Almost every one of my trips to London ends here. Now and again I might leave in a different direction, but mostly it’s on one of the half-hourly Leeds services: we all watch the departures board over there, to see if this will be one of those times where LNER give us all more than about eight minutes’ notice. (Today, they did.)
Anyone prepared to do some detective work, based on the evidence of the road sign in the background, could perhaps work out where this was taken and maybe even the service on which we were travelling. But I’m sure for a summer Friday afternoon, this is too much to trouble with.

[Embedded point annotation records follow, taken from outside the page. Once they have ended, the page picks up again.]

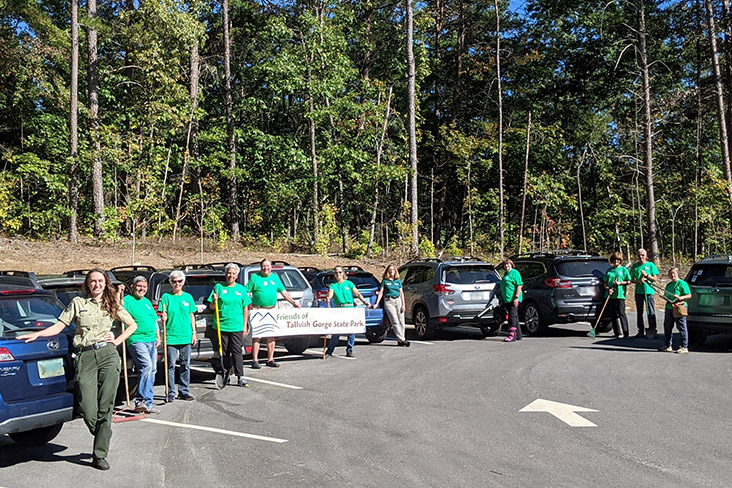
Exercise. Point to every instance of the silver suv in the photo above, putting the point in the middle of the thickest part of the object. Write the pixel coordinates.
(448, 293)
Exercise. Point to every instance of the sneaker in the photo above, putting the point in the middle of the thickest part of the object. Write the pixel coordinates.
(100, 463)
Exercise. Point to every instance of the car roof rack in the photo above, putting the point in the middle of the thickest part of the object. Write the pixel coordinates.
(21, 278)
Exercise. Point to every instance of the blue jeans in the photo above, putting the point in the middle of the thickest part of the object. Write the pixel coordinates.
(145, 355)
(333, 342)
(668, 328)
(184, 350)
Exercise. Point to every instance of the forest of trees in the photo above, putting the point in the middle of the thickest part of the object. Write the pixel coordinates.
(300, 124)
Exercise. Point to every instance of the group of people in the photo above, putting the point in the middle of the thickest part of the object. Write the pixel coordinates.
(644, 274)
(97, 362)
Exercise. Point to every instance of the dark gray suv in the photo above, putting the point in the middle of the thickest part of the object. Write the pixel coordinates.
(448, 293)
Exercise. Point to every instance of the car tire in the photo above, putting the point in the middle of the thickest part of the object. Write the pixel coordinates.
(36, 437)
(422, 324)
(297, 345)
(532, 320)
(376, 335)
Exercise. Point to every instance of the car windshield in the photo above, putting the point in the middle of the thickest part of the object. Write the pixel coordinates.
(710, 274)
(361, 280)
(28, 313)
(199, 287)
(583, 268)
(468, 275)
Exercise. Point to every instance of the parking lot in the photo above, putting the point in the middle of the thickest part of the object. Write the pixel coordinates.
(441, 413)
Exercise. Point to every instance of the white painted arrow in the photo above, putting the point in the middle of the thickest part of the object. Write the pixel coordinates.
(563, 411)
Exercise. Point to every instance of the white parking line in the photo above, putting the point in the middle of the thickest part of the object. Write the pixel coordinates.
(274, 383)
(215, 430)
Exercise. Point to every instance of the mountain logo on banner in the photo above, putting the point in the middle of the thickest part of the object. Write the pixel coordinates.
(263, 323)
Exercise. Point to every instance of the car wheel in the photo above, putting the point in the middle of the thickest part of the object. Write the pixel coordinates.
(532, 320)
(36, 437)
(376, 334)
(697, 337)
(422, 324)
(297, 345)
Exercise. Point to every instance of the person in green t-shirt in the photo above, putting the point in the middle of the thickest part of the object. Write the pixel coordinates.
(512, 292)
(179, 308)
(233, 318)
(677, 291)
(143, 344)
(642, 273)
(393, 295)
(264, 287)
(342, 293)
(616, 281)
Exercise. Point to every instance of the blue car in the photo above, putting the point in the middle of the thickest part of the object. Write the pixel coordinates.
(34, 398)
(377, 324)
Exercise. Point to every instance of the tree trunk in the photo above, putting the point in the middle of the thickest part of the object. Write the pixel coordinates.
(93, 75)
(74, 125)
(648, 136)
(526, 177)
(500, 129)
(723, 137)
(233, 211)
(411, 102)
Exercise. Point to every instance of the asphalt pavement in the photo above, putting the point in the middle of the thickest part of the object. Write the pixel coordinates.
(443, 413)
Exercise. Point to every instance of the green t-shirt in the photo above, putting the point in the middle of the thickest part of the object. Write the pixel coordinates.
(233, 300)
(264, 289)
(636, 274)
(678, 287)
(179, 309)
(509, 283)
(620, 273)
(391, 288)
(342, 293)
(143, 313)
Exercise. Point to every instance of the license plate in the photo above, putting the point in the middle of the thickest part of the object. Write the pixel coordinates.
(50, 368)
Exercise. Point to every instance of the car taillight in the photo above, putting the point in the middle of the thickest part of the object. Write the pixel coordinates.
(557, 283)
(442, 289)
(5, 355)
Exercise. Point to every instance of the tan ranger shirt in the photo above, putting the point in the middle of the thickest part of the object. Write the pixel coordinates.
(92, 322)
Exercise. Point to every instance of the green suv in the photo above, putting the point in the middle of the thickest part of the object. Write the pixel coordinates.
(710, 306)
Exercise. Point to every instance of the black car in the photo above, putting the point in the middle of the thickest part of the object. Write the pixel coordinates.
(560, 287)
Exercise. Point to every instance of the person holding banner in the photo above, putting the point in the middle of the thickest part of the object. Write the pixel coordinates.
(391, 291)
(342, 293)
(677, 291)
(616, 281)
(233, 318)
(264, 287)
(143, 344)
(178, 309)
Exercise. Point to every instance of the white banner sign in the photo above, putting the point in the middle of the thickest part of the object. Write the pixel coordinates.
(279, 322)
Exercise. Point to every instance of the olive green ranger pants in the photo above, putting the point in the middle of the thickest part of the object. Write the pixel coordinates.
(97, 379)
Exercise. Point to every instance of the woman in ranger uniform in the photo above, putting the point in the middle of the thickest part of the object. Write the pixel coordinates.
(342, 292)
(97, 362)
(616, 281)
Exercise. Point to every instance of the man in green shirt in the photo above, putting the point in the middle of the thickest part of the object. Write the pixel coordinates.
(641, 273)
(179, 308)
(264, 287)
(143, 343)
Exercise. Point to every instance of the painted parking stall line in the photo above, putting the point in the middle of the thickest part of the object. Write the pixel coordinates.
(215, 430)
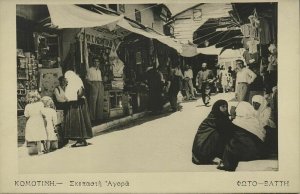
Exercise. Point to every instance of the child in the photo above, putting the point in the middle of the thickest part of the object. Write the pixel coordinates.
(35, 131)
(50, 115)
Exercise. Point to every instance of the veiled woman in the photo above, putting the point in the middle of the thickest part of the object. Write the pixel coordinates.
(77, 119)
(212, 134)
(246, 143)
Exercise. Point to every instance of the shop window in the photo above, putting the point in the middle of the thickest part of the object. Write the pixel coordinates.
(115, 99)
(138, 16)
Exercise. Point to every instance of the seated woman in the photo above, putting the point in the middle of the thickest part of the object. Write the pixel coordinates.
(212, 134)
(264, 115)
(247, 139)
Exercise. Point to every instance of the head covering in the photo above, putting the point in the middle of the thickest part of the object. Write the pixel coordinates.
(74, 84)
(262, 101)
(264, 112)
(32, 97)
(246, 119)
(216, 108)
(48, 102)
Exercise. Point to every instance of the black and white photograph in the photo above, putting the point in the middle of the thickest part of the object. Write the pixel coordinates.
(153, 87)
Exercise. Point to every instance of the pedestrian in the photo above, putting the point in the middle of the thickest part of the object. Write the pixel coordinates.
(264, 115)
(232, 75)
(35, 131)
(59, 94)
(60, 102)
(212, 134)
(224, 79)
(247, 139)
(77, 120)
(204, 80)
(244, 77)
(189, 87)
(175, 79)
(96, 91)
(155, 83)
(50, 115)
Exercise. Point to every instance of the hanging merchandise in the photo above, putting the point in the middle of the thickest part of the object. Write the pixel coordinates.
(272, 58)
(264, 31)
(252, 45)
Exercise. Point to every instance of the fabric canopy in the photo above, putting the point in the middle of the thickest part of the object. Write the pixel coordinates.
(212, 50)
(72, 16)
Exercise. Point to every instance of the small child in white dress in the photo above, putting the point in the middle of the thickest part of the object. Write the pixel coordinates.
(50, 115)
(35, 131)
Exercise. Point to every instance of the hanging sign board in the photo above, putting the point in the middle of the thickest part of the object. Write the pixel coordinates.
(99, 38)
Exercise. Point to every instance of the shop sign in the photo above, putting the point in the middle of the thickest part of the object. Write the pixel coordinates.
(102, 39)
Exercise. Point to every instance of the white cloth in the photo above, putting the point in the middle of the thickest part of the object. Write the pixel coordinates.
(246, 119)
(35, 127)
(60, 94)
(94, 74)
(245, 75)
(252, 45)
(74, 84)
(51, 120)
(264, 112)
(188, 73)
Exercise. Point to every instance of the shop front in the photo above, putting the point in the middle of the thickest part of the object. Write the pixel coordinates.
(124, 52)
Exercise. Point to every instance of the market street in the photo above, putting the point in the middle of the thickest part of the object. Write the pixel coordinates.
(151, 144)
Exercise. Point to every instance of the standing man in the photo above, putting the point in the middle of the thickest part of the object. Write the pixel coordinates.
(244, 77)
(203, 80)
(189, 88)
(96, 91)
(175, 79)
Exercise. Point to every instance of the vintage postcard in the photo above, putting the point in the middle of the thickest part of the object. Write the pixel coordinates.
(149, 96)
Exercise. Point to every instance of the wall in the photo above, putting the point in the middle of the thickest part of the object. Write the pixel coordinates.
(68, 37)
(146, 15)
(184, 25)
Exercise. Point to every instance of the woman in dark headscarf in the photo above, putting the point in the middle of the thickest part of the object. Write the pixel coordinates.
(212, 134)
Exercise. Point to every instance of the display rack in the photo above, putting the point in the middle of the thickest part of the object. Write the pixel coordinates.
(27, 77)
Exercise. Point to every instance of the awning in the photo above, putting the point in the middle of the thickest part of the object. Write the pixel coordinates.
(72, 16)
(212, 50)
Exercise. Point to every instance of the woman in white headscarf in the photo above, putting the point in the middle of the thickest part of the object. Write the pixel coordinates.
(247, 141)
(77, 120)
(264, 115)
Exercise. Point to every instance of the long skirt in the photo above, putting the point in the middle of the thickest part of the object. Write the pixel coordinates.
(243, 146)
(242, 92)
(77, 120)
(212, 147)
(96, 100)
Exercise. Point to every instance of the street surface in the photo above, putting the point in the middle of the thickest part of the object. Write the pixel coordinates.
(152, 144)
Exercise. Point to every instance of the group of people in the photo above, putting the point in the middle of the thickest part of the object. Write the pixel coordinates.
(41, 113)
(82, 106)
(247, 133)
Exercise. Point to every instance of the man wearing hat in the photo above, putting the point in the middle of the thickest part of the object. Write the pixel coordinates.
(189, 88)
(96, 91)
(203, 80)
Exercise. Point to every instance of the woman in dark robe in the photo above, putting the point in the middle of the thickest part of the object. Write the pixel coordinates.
(155, 83)
(212, 134)
(247, 139)
(77, 120)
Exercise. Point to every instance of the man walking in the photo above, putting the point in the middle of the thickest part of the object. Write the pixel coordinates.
(189, 88)
(203, 80)
(96, 91)
(244, 77)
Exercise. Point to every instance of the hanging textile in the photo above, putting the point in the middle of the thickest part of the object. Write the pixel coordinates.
(72, 16)
(264, 32)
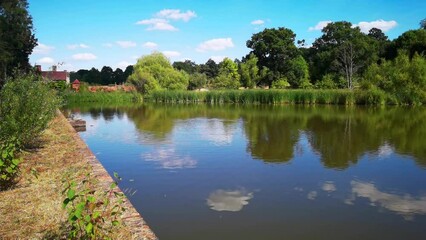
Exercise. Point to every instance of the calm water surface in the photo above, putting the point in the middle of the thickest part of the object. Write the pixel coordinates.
(267, 172)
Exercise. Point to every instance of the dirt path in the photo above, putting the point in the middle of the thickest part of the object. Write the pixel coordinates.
(33, 209)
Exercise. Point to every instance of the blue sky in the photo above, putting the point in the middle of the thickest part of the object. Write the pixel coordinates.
(81, 34)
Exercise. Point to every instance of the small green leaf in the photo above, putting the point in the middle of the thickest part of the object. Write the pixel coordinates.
(15, 161)
(71, 193)
(96, 215)
(89, 228)
(65, 202)
(79, 210)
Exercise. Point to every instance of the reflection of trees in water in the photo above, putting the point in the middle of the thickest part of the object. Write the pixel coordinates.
(341, 140)
(341, 135)
(271, 139)
(157, 121)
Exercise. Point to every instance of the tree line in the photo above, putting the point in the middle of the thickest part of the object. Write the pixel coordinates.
(342, 57)
(106, 76)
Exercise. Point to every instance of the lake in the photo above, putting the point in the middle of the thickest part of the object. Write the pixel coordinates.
(267, 172)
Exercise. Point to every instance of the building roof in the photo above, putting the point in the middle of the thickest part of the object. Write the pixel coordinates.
(55, 75)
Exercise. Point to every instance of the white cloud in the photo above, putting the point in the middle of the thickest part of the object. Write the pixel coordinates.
(45, 60)
(76, 46)
(171, 54)
(329, 187)
(84, 56)
(312, 195)
(257, 22)
(150, 45)
(218, 59)
(43, 49)
(216, 132)
(157, 24)
(123, 64)
(108, 45)
(320, 25)
(405, 204)
(176, 14)
(380, 24)
(169, 158)
(217, 44)
(232, 201)
(126, 44)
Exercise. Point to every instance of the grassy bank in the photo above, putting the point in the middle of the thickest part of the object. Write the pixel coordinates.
(33, 208)
(101, 97)
(300, 96)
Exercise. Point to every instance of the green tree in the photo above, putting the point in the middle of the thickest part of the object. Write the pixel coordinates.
(188, 66)
(17, 40)
(93, 76)
(413, 41)
(118, 76)
(298, 73)
(228, 77)
(274, 49)
(154, 72)
(423, 24)
(405, 79)
(107, 75)
(250, 73)
(344, 50)
(128, 71)
(197, 81)
(210, 68)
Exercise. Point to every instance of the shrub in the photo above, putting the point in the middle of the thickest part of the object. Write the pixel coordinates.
(281, 83)
(26, 107)
(8, 165)
(92, 214)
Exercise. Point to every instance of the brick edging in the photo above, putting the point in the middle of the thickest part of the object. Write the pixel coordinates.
(131, 218)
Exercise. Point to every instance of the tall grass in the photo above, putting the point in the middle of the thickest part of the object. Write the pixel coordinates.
(299, 96)
(102, 97)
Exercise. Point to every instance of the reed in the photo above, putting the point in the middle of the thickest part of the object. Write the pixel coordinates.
(102, 97)
(298, 96)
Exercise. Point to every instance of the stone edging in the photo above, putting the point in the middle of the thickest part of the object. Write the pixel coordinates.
(131, 218)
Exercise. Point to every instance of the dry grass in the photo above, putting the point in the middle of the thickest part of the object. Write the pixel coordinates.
(33, 209)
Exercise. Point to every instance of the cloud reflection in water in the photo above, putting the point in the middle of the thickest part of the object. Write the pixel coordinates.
(405, 205)
(229, 200)
(168, 158)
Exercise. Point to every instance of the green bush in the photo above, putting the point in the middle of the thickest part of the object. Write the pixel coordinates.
(26, 107)
(8, 165)
(92, 214)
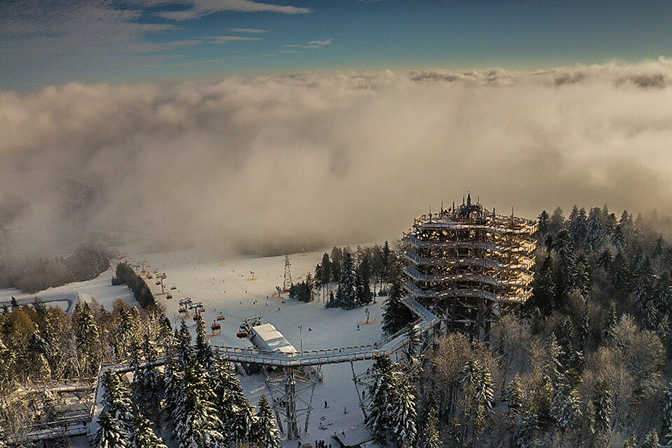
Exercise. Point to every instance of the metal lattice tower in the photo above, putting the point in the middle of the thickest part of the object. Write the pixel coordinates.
(468, 265)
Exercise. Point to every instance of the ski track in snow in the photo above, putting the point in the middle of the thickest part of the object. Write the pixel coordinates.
(223, 285)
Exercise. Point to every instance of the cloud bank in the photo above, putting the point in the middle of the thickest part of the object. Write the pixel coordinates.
(333, 157)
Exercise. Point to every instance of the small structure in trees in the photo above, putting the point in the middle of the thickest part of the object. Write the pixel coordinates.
(469, 265)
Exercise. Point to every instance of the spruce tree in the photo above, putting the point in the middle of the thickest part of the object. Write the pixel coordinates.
(143, 435)
(477, 385)
(396, 315)
(404, 414)
(148, 383)
(381, 391)
(603, 403)
(264, 434)
(116, 399)
(88, 340)
(346, 294)
(195, 417)
(515, 395)
(651, 440)
(235, 410)
(566, 408)
(204, 352)
(429, 437)
(667, 415)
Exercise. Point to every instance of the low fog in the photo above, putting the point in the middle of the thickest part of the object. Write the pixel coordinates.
(317, 159)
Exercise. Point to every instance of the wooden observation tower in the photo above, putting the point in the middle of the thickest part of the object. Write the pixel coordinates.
(469, 265)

There are many worse ways, and places, to spend a Thursday. Taken from the Howtown to Pooley Bridge ‘pleasure steamer’ service, following a good walk up Place Fell; soon to be duly recorded on the Wainwrights blog.
My summer holiday has finally started, and being the type of person that I am, I went exploring, going to Dudley in the West Midlands largely because it was somewhere I had never been before, with not just one but two County Tops (report to follow). And it gave me the chance to walk 1.7 miles, more or less (2,776m according to the sign at the entrance) under ground, through the Netherton Tunnel, which accommodates a branch line of the huge Birmingham canal network, and was the last major canal tunnel ever built in Britain, opened in 1858.
This was taken as I approached the south entrance, which for me was the exit. A bit damp, but by no means an unpleasant experience, though the distant sound of many voices screaming that reverberated down the tunnel towards me for a few minutes — either a school sports day, or the tortured souls of Hell — was a little eerie.
Don’t read the time from the light here. Victoria station is much improved from twenty years ago, when I first started using it, but platforms 3-6 are still mere warrens, skulking under the overhead bulk of the Arena. Dark holes in which one can wait a while to find out if they’re running your service today.
I’ve lived on this road for nearly twenty-two years now. Look at its characteristics narrow, steep uphill, winding course, and the residents have nowhere else to park cars other than on the side. It’s manifestly unsuited for huge container lorries — not to mention the fact that on the other side of the hill (namely Oxenhope), all the characteristics are repeated. Yet still they come, waving a sat-nav as evidence of their rights. And then we wonder why it needs repairing every few years.
I’m back in Cambridge, one of Britain’s foremost centres of academic excellence, which, clearly, is why I’m here (yeah yeah). It’s proving difficult to present photos of this place that don’t have punts in them — this is the third (after my visits in January 2016 and November 2016 respectively). But it looks a nice way to travel and certainly pulls in the tourists. The metal bridge is something of a harsh contrast but that’s deliberate.